A entrada de um militar, o almirante Gouveia e Melo, na corrida a Belém não conseguiu (pelo menos até agora) motivar na sociedade portuguesa uma reflexão exaustiva sobre o contributo e o papel de Portugal na NATO, sobretudo na vigilância do Atlântico, ou do esforço que a população poderá ser chamada a fazer – económico e humano – para a defesa comum da Europa. Do que vimos, houve pouco mais do que algumas platitudes perguntadas a Gouveia e Melo sobre se defende o envio de rapazes e raparigas portuguesas para zonas de combate.

O mais recente reality show de Donald Trump na Haia, com o brinde inesperado de um secretário-geral da NATO em conversas desbragadas com o presidente americano, não foi capaz de nos motivar a iniciar a conversa que todos teremos de ter. Resume-se a isto: gastar muito mais (até 5% do PIB) em Defesa vai implicar cedências sérias no nosso modo de vida, no nosso Estado Social, nos serviços tendencialmente gratuitos que damos como certos. E para isso é quase certo que cederemos nas contas certas. 

O Conselho Orçamental da União Europeia sabe-o bem. Foi por isso que recomendou a Portugal (e a outros países) medidas específicas, um “plano sólido” a incluir já no OE para 2026, para compensar o previsível aumento da despesa em Defesa. É que, apesar do esforço dos anos recentes, Portugal é o sexto país da UE com a dívida pública mais elevada.

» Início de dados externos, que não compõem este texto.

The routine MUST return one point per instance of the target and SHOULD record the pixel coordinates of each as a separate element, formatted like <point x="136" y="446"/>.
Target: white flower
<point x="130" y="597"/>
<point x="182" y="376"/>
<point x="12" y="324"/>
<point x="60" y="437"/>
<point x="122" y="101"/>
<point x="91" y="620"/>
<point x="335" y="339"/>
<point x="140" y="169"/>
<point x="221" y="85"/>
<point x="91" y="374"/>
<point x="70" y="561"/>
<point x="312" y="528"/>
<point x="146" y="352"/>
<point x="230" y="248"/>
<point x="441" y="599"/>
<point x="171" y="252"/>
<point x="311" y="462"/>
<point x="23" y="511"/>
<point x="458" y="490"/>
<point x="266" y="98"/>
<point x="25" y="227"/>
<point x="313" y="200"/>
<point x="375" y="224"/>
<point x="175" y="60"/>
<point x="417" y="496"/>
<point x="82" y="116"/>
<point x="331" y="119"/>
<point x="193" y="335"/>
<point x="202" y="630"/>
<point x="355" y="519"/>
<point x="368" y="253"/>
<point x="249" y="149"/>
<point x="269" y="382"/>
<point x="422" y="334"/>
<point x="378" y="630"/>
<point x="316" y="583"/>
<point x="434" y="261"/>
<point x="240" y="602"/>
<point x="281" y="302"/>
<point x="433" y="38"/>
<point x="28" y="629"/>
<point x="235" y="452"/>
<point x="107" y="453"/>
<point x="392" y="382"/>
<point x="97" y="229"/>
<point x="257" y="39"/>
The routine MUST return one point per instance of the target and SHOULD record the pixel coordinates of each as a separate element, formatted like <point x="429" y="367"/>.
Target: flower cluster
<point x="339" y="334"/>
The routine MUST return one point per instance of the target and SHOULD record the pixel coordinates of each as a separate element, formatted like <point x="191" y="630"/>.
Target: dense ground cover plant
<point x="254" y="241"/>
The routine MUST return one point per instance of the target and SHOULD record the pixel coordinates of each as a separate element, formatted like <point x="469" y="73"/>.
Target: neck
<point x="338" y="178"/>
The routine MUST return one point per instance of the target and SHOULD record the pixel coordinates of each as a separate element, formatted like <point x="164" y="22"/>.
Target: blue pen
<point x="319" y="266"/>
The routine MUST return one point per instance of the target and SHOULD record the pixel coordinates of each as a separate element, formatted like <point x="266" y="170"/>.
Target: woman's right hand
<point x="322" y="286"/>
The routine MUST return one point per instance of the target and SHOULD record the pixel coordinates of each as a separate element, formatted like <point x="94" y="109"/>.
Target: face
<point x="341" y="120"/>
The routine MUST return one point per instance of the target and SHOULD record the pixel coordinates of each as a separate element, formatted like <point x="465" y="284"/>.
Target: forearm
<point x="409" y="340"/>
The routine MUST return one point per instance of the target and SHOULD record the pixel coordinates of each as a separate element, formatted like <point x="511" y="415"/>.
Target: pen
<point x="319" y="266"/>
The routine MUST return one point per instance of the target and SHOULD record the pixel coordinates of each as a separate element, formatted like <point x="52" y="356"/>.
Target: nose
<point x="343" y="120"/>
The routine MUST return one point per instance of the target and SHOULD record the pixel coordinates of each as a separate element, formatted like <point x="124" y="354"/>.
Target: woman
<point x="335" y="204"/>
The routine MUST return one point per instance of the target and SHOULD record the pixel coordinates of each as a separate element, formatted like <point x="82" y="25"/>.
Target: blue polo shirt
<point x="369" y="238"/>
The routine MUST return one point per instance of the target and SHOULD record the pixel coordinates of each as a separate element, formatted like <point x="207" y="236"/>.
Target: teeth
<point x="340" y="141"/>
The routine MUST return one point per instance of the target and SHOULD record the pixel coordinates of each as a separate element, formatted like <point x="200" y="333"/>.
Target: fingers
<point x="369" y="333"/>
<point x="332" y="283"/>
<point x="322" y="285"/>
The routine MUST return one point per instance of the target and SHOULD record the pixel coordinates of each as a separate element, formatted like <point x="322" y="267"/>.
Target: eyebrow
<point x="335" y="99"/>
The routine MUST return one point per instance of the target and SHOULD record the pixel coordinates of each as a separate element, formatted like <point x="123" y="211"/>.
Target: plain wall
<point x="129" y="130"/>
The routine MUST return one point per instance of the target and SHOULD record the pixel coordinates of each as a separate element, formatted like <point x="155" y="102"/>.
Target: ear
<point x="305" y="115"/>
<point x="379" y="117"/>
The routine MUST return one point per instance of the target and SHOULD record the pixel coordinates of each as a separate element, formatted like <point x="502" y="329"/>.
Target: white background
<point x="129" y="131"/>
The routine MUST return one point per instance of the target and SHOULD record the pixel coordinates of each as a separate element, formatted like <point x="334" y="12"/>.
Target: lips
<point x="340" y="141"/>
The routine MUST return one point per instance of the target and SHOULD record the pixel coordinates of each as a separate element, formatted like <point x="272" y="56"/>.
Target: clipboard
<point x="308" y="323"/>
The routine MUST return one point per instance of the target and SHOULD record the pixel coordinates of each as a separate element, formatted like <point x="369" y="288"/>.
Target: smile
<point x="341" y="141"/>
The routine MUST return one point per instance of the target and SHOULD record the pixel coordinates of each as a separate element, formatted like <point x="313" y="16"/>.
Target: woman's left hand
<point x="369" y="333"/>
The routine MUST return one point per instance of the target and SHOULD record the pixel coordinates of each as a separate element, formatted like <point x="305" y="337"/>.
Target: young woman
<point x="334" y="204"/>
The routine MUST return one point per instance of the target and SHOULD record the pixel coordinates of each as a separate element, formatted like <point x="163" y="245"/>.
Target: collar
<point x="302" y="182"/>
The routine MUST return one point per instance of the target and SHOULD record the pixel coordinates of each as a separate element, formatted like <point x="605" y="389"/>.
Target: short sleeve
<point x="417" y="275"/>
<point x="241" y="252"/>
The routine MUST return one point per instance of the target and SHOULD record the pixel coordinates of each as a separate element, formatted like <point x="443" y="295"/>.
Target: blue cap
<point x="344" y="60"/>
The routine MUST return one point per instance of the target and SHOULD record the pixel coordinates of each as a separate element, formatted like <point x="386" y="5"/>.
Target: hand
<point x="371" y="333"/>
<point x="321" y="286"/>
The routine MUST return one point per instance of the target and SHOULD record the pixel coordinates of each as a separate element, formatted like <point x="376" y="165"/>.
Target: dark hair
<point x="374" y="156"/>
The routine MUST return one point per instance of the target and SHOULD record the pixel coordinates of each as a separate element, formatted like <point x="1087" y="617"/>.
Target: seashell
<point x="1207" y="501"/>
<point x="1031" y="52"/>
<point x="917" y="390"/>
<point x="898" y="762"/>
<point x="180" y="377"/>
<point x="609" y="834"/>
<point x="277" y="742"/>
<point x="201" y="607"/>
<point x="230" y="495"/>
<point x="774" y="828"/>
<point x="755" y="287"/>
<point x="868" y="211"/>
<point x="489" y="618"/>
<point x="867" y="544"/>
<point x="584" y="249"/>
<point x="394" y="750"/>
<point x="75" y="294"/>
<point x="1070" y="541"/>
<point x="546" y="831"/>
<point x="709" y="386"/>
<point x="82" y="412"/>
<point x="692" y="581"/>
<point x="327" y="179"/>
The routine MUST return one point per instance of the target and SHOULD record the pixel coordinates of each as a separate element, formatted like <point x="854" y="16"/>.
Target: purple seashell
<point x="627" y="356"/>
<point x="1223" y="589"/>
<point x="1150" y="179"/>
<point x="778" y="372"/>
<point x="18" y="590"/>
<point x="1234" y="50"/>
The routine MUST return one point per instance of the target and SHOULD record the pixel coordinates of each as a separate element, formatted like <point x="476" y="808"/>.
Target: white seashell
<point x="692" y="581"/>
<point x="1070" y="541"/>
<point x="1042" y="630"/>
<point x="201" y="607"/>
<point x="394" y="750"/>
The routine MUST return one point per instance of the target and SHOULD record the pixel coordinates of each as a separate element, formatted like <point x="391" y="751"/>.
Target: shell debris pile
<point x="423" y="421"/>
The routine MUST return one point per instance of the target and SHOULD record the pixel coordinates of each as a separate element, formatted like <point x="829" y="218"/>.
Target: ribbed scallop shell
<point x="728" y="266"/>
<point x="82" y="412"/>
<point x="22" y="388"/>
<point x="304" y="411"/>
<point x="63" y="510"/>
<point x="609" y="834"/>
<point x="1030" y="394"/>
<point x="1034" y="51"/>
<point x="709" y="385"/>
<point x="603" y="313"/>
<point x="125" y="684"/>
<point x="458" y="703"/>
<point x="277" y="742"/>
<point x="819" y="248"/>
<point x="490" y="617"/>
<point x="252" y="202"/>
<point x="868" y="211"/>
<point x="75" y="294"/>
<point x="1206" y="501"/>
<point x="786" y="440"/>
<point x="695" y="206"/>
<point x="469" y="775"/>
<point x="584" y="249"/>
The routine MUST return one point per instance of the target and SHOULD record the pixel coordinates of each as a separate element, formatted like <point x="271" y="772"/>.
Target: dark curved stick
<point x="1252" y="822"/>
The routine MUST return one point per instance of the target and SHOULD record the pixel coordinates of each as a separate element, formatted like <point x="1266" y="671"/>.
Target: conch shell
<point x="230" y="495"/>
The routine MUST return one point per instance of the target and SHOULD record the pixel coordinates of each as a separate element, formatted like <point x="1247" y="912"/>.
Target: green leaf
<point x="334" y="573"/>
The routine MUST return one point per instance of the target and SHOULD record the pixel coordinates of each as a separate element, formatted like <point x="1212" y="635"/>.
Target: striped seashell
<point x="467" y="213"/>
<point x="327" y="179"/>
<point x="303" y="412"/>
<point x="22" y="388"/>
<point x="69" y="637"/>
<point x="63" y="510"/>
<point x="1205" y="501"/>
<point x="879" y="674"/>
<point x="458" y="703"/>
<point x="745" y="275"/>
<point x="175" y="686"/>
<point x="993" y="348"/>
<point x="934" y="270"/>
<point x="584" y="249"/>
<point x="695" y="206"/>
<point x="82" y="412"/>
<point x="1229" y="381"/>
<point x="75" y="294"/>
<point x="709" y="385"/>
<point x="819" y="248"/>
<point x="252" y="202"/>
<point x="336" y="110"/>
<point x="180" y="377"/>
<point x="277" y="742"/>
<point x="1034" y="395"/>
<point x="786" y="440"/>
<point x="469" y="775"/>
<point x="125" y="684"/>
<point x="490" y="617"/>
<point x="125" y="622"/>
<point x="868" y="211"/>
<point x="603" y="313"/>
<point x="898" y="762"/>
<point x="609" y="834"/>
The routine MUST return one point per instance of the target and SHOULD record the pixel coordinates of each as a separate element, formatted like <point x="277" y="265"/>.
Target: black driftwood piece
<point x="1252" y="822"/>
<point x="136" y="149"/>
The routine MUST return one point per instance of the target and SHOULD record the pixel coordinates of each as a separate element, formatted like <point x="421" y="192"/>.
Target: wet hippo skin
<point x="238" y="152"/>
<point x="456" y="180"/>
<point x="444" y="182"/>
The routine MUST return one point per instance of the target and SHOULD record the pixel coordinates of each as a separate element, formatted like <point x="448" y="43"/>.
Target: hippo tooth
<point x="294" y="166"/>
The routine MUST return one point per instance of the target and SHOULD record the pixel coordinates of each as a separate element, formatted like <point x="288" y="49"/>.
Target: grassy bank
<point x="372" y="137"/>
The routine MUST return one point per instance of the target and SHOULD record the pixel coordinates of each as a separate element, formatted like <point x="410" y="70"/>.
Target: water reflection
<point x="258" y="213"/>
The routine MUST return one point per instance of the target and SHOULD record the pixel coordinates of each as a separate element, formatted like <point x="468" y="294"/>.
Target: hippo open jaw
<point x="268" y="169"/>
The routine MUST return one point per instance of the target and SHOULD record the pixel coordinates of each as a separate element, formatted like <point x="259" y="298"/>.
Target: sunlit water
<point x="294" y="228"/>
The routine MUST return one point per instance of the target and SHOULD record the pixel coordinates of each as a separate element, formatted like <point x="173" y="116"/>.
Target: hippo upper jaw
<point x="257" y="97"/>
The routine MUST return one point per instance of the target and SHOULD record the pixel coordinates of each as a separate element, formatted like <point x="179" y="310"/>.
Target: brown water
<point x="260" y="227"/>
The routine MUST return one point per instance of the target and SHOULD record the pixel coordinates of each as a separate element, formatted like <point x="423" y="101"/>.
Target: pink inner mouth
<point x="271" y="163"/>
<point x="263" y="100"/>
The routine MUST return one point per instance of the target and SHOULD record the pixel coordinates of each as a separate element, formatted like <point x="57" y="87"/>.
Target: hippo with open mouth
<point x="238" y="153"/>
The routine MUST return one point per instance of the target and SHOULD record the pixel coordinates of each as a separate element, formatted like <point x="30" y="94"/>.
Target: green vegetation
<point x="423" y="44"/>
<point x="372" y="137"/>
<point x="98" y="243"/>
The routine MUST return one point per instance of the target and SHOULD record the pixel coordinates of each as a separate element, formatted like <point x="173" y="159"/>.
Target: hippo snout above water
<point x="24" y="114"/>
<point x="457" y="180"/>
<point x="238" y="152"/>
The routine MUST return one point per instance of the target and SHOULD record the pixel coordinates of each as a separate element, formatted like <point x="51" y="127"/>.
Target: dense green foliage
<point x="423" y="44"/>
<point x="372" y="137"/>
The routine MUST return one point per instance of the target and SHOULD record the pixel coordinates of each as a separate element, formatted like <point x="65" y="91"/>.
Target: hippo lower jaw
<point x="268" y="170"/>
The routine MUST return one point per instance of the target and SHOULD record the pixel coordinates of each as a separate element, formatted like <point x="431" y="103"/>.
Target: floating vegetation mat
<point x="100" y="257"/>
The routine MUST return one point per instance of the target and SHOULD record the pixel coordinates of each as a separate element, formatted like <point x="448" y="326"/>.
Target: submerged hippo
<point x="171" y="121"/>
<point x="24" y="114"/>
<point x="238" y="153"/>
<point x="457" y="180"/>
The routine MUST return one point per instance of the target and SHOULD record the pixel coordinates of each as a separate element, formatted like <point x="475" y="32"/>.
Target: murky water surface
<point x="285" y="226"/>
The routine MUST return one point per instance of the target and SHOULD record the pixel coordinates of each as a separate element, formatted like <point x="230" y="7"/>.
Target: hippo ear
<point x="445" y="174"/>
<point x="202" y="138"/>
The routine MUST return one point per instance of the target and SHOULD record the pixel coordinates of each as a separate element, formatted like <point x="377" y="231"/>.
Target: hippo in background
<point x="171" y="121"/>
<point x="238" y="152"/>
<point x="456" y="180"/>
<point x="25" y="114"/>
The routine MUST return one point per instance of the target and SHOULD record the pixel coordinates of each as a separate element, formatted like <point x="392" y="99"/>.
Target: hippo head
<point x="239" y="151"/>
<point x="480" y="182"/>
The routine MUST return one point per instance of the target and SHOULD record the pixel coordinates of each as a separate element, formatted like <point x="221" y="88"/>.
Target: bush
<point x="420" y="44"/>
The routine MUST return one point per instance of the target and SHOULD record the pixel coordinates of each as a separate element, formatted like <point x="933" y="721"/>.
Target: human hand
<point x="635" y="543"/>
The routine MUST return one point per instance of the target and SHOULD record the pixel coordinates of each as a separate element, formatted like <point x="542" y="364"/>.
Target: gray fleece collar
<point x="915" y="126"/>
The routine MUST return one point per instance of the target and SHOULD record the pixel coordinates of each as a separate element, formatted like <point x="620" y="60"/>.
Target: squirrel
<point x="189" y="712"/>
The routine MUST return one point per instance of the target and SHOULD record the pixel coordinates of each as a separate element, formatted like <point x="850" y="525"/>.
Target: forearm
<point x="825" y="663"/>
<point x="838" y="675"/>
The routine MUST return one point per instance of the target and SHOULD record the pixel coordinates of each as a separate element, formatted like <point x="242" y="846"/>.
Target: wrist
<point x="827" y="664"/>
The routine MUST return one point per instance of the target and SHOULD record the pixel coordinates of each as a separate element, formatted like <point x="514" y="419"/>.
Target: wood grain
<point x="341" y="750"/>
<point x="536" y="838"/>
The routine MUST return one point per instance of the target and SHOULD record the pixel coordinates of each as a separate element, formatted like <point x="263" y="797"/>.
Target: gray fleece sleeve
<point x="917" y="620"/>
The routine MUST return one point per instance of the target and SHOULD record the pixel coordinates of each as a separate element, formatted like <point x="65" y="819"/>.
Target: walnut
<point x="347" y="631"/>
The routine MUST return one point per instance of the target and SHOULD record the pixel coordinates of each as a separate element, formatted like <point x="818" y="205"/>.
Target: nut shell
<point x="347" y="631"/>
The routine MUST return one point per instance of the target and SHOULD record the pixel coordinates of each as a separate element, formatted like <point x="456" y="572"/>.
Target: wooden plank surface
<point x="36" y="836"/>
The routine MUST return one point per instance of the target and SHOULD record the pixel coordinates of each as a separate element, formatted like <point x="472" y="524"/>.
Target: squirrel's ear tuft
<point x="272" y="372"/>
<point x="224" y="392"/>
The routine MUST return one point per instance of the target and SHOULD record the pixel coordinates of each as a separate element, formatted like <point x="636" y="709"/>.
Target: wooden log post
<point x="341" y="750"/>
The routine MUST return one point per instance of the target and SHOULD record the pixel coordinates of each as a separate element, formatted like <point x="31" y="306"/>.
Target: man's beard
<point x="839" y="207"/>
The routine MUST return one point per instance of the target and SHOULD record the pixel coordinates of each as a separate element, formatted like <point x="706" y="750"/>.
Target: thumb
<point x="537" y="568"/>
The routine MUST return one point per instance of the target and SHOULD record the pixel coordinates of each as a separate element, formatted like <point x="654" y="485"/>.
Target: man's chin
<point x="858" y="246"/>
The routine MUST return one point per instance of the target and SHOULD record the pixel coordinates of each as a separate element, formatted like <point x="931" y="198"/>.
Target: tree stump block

Portugal terá de incluir medidas específicas, um “plano sólido”, já no OE para 2026, para compensar o previsível aumento da despesa em Defesa 

Há razões para que os portugueses sintam que nada têm a ver com o que se está a passar na Ucrânia, no Irão, em Gaza, na Síria e nos restantes “pontos quentes” do Médio Oriente, no braço de ferro no Pacífico com a China ou na fronteira Indo-Paquistanesa. Desde logo porque estamos na ponta extrema da Europa, a mais longe (entre todos os países da UE) da frente de batalha ucraniana, com uma vintena de outros países (muito mais fortes que nós) pelo meio. Para Portugal, o Estreito de Ormuz é apenas uma recordação histórica de quando, há 500 anos, nos batíamos por ele. A China é o local de onde mandamos vir coisas da Temu ou da Shein. E só uma pequena faixa da “bolha intelectual-mediática” toma posições informadas sobre o conflito israelo-palestiniano. O resto dos portugueses chora por um lado ou por outro consoante as imagens mais gráficas que vê na televisão.

Ou seja, a maior parte da população está preocupada em conseguir pagar as contas ao final do mês e com a segurança da sua família e do emprego. Os resultados das últimas eleições assim o demonstram. Se o compromisso de Montenegro e do Governo para com os 5% do PIB em Defesa é sério, alguém vai ter de dizer aos portugueses que vão ter de apertar o cinto para financiar armas, munições, carros de combate, navios e novos aviões. 

Ema suma, alguém terá de lhes dizer que não há mísseis grátis.